The axial and global views served as a way to observe morphologic features of the femoral head in an anatomically applicable way (Fig. 1A–B). From these views, we were able to observe which aspect of the femoral head-neck junction contained the bony abutment.

The atlas view for the patients with a cam lesion showed a conspicuous red bump on the topographic visualization (Fig. 1C). This corresponds to the anterior aspect of the head-neck junction where the lesion was located. We were able to quantify the bump with the following variables: coordinates of any specific point in the sector, and the height of the specific point (its distance to center minus the mean distance to center). Moreover, we were able to select a rectangular region of interest and quantify the volume of the bump along with average height of the bump in that region.

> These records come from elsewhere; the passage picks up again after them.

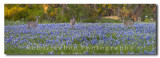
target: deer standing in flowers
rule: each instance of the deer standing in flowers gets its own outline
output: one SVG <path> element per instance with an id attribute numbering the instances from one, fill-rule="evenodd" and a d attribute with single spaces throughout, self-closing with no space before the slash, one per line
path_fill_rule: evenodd
<path id="1" fill-rule="evenodd" d="M 133 27 L 133 24 L 134 24 L 134 22 L 132 21 L 132 20 L 129 20 L 129 21 L 125 21 L 124 19 L 123 19 L 123 23 L 124 23 L 124 25 L 127 27 L 128 25 L 130 25 L 131 27 Z"/>
<path id="2" fill-rule="evenodd" d="M 75 17 L 72 16 L 73 19 L 70 20 L 70 24 L 71 24 L 71 27 L 74 27 L 74 24 L 75 24 Z"/>
<path id="3" fill-rule="evenodd" d="M 127 27 L 128 25 L 130 25 L 131 27 L 133 27 L 134 21 L 132 21 L 133 19 L 135 19 L 135 12 L 133 12 L 133 10 L 127 10 L 127 11 L 122 11 L 121 12 L 121 17 L 123 20 L 124 25 Z M 126 19 L 130 19 L 125 21 L 124 18 Z"/>
<path id="4" fill-rule="evenodd" d="M 35 22 L 28 22 L 28 26 L 27 26 L 27 29 L 29 29 L 30 27 L 36 27 L 38 25 L 38 19 L 40 16 L 35 16 L 37 18 L 37 21 Z"/>

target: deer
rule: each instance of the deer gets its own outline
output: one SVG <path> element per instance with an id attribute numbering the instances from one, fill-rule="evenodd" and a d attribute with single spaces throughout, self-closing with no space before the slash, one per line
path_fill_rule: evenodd
<path id="1" fill-rule="evenodd" d="M 35 16 L 35 17 L 37 18 L 37 21 L 35 21 L 35 22 L 28 22 L 27 23 L 28 24 L 27 29 L 29 29 L 30 27 L 34 27 L 34 29 L 35 29 L 35 27 L 38 25 L 38 19 L 39 19 L 40 16 Z"/>
<path id="2" fill-rule="evenodd" d="M 130 18 L 131 19 L 131 18 Z M 133 24 L 134 24 L 134 21 L 132 21 L 132 20 L 129 20 L 129 21 L 125 21 L 124 19 L 123 19 L 123 23 L 124 23 L 124 25 L 127 27 L 128 25 L 130 25 L 131 27 L 133 27 Z"/>
<path id="3" fill-rule="evenodd" d="M 128 25 L 130 25 L 131 27 L 133 27 L 134 19 L 137 18 L 137 16 L 135 16 L 134 13 L 135 13 L 134 10 L 129 10 L 128 13 L 122 12 L 122 14 L 124 14 L 122 16 L 122 20 L 123 20 L 123 24 L 125 25 L 125 27 L 127 27 Z M 124 18 L 127 18 L 129 20 L 125 21 Z"/>
<path id="4" fill-rule="evenodd" d="M 74 27 L 74 24 L 75 24 L 75 17 L 72 16 L 73 19 L 70 19 L 70 24 L 71 24 L 71 27 L 73 28 Z"/>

Except for Patient 2, the mean bump height was larger than the standard deviation of the radii to surface (Table 1). This quantification method allowed us to identify the exact location and size of the bump.

Table 1 Quantification of the bump

Implications and Future Directions

We describe a novel approach to objectively observe cam lesions in patients with FAI. The quantification of cam lesions is critical for improved understanding of the disorder. This methodology will allow identification of cam subtypes and guide surgeons to perform more accurate femoral osteochondroplasty procedures by prescribing the exact amount of resection needed to normalize the anatomy. Future studies also will attempt to model cam lesions before and after resection to provide additional information about the appropriate amount of resection and eventually will be correlated with hip functional outcome.

We hope to create a method that can be used on a larger scale and be applicable to all institutions and effective in treating patients with cam lesions. In addition, we may consider the use of our technology in other fields of orthopaedics such as shoulder and hip resurfacing. Further adaptations to our method may help guide bony resections in minimally invasive arthroplasties of the hip and knee.